Yesterday I was terribly upset about one of the video clips that was displayed on one of the whatsapp groups (saamkuier) that I am a part of. It is a graphically portrayal of how a person attacks and in a sense, force feed an elderly white lady that is in a wheelchair. I just said, "I do not like it" on the group. I should have written, "I hate it and I do not want to see things like this". There were comments for acceptance and tolerance of differences of opinion on this matter on the group.
I had to dig deep to uncover the emotions that I felt in the process and to go past the feeling of anger that was the first one that came to the surface. My first reaction was just to say," I am out of here" (meaning I am leaving the group), which (probably) is not the route to take without expressing myself properly.
What disturbed me so much and what were the emotions underlying it?
The first aspect is that in my opinion that particular post does not serve the Kingdom or the group or me. I question the truth or at least the accuracy of the clip. It is assumed that it is in South Africa, but listening to the accents, I doubt that very much. For me this is in the category of gossip at best or plain sharing of untruths or then telling of lies. That (sharing gossip or telling lies) we should not do as Christians. Even if this is the truth there is little value for the Kingdom.
I was very upset as the repost definitely did not serve to protect the dignity of the person concerned. She was assaulted and thrown on the floor and the editor of the clip decided to block certain portions of the picture. Her face though was shown at the beginning of the clip. This is not bullying, this is assault. We do not know the context of the clip; we do not know if this was not part of a film. We do not know where it is or where it was recorded. It sure looks truthful!
If we assume that it is the truth and furthermore that it is in South Africa, there is now an onus on me having seen this to make sure that justice is done. To be able to do this I need to open a criminal case against the person in the video. True love is making sure that God's justice prevails. How do I do that in this case? Again, this creates the feeling of helplessness in me. How do I do it?
Of course, I need (I want) to pray for protection for the elderly not only in our country, but also in the rest of the world. There are many other prayers of protection that I should also pray and continue to pray. I must pray for people who were raped, for children who were or are abused, for women (or men) who are verbally assaulted, for whistle blowers who are threatened or killed. This does not mean that I am going to post a clip of a person that is being raped on a group of fellow Christians to motivate them to pray for the victims of rape.
The clip of the helpless old woman has made a huge imprint on my spirit and soul. I felt the pain of the person who was assaulted. My mother has passed away a number of years ago, but I am shuddering to think that it could have been a picture of her on a given day. My father would never have allowed that. He was there all the way in the bed next to hers till the night she passed away, but that is a story for another day.

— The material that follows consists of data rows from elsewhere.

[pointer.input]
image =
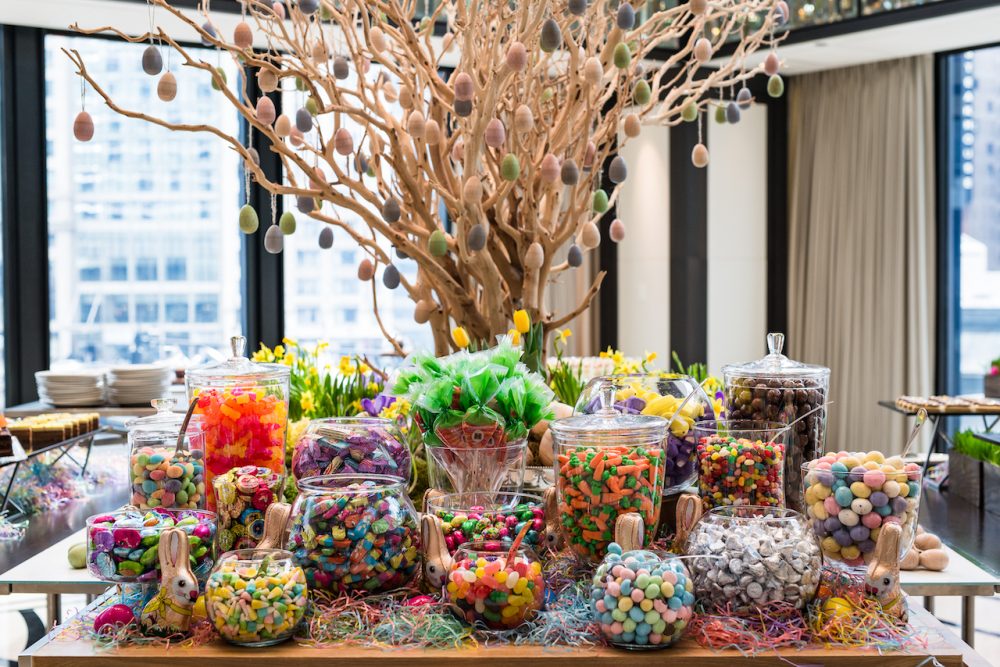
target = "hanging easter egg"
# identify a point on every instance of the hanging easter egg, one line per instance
(477, 238)
(248, 219)
(243, 35)
(390, 210)
(535, 256)
(495, 134)
(517, 56)
(341, 69)
(510, 168)
(699, 156)
(617, 170)
(166, 87)
(622, 56)
(641, 94)
(703, 50)
(569, 172)
(265, 111)
(152, 60)
(593, 72)
(274, 240)
(549, 168)
(617, 231)
(343, 143)
(632, 126)
(437, 244)
(575, 256)
(551, 37)
(600, 202)
(415, 124)
(366, 270)
(390, 277)
(524, 120)
(83, 126)
(776, 86)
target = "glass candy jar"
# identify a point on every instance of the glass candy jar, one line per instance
(489, 589)
(256, 597)
(641, 599)
(777, 389)
(244, 412)
(850, 496)
(749, 556)
(680, 399)
(607, 464)
(164, 470)
(352, 533)
(352, 445)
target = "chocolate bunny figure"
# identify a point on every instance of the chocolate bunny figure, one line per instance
(169, 612)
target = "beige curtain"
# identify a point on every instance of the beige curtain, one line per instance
(861, 241)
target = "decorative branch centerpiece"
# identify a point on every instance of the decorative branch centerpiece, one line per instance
(489, 178)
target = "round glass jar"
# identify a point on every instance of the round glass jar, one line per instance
(850, 496)
(355, 534)
(490, 591)
(680, 399)
(123, 546)
(642, 599)
(256, 597)
(749, 556)
(741, 462)
(165, 472)
(244, 411)
(777, 389)
(607, 464)
(351, 445)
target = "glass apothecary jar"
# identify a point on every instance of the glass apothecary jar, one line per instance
(680, 399)
(607, 464)
(642, 599)
(256, 597)
(351, 445)
(355, 534)
(244, 412)
(749, 556)
(777, 389)
(488, 588)
(164, 470)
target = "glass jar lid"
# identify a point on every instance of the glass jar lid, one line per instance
(237, 368)
(775, 364)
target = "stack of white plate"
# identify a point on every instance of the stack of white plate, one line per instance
(138, 384)
(71, 389)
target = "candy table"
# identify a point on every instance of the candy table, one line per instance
(56, 650)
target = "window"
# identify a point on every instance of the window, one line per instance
(125, 222)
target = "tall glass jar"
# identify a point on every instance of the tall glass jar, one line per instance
(777, 389)
(165, 471)
(244, 412)
(256, 597)
(355, 533)
(607, 464)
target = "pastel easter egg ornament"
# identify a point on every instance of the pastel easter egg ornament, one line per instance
(83, 126)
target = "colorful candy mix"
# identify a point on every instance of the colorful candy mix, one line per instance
(350, 535)
(123, 546)
(851, 495)
(242, 495)
(243, 426)
(641, 599)
(167, 477)
(596, 484)
(739, 471)
(256, 600)
(485, 589)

My feeling around this post: I feel deeply troubled and even traumatised. I do not want to see it in a group where I want to build people and where I want to receive messages that will build and strengthen me.
I am happy to watch this type of input if I am in a group where we are seeking to give justice to victims. I am not in a group like that.
Bottom line: I do not want to be exposed to these kinds of clips. I have two choices: I could leave the group (then I will not be exposed) or the group could clarify the "rules" for acceptable posting. I do not believe that it was an acceptable post.